En effet, "Si la relation sein/bébé permet au
nouveau-né de projeter une sensation, par exemple celle
d'être en train de mourir, à
l'intérieur de la mère, et ensuite de la
réintrojecter, parce que son séjour dans le sein maternel
l'a rendue assimilable pour son psychisme, alors on aura un
développement normal. Si, à l'inverse, la mère
n'accepte pas de recevoir, dans son propre psychisme, la projection des
angoisses de son bébé, celui-ci aura l'impression que sa
sensation d'être en train de mourir a été
dépouillée de tout sens il réintrojectera alors
non plus (comme dans le cas d'une mère capable de rêverie)
une peur de mourir rendue tolérable, mais quelque chose
d'inassimilable : "une terreur sans nom".

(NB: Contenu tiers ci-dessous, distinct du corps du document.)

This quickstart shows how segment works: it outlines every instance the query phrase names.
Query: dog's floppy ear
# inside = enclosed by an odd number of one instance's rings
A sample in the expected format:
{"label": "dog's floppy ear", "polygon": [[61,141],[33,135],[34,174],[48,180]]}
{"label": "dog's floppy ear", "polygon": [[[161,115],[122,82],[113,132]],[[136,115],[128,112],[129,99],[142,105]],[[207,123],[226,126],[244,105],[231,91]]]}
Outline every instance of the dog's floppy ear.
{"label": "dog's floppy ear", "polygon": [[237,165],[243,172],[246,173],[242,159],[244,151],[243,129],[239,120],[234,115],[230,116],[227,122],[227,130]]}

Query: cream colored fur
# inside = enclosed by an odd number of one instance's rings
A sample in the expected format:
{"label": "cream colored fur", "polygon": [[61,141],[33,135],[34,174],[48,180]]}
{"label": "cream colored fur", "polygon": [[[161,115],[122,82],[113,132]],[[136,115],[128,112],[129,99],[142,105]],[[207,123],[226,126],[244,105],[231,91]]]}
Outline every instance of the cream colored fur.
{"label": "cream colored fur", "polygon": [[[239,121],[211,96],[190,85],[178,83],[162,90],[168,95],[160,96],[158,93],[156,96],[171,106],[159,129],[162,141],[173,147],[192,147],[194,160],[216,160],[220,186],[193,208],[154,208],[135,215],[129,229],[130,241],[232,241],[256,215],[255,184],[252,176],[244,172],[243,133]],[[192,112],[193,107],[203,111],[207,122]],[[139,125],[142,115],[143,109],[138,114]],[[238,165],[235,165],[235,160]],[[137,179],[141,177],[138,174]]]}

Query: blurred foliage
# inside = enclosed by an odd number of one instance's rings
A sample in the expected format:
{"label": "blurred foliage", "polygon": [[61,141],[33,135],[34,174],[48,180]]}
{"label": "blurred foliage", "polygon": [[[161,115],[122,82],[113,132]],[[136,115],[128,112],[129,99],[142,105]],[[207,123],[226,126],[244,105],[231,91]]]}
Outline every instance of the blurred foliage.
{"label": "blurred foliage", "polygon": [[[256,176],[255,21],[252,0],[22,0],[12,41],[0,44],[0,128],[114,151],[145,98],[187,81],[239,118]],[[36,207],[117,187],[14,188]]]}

Pour rester dans la métaphore mythologique, nous pouvons
imaginer que la mère est constamment tentée de refuser
l'entrée aux identifications projectives, réalisant ainsi
des "réponses immédiates" comme le ferait une
humanité
pulsionnelle, occupée à éteindre le feu avec le
jet de sa propre urine. La force de cette tentation est
augmentée par le fait que la mère trouve dans son groupe
social un "rôle établi" qui s'offre à elle comme
solution magico-réaliste de ses problèmes de rapports
avec son
bébé (prescriptions d'hygiène du pédiatre,
du psychologue, de la publicité). Tout cela me fait craindre que
le fonctionnement psychique de la mère ne soit annexé par
les lois du
présupposé de base. La mère humaine a donc besoin,
à ce moment-là, de s'identifier à
Prométhée, d'aller au-delà de la réponse
automatique pulsionnelle (et, tout d'abord, de celle d'occulter les
manifestations des angoisses de mort) et de devenir ainsi le contenant
spécifique et original de la réalité mentale de
son bébé.
L'analyste se trouve dans une situation émotive analogue lorsque
son patient le bombarde de violentes identifications projectives. Sous
la pression du danger, son désir de se réfugier dans un
rôle connu s'intensifie : rôle d'analyste, ou de miroir
neutre, ou d'être très bon, très humain,
d'être un conseiller objectif, un témoin de la
réalité, etc., cela venant se substituer à
son activité spécifique de
travail d'autoanalyse centré sur ses émotions
contre-transférentielles, induites par l'introjection des
identifications projectives du patient.
Comment une mère humaine peut-elle être capable de faire
tout cela? De quelle façon s'organise, en elle,
l'élément transgressif, la
possibilité d'aller au-delà ? Où prendre la force
de rendre pour ainsi dire "simplement" à l'enfant une "sensation
d'être en train de mourir" devenue plus tolérable ?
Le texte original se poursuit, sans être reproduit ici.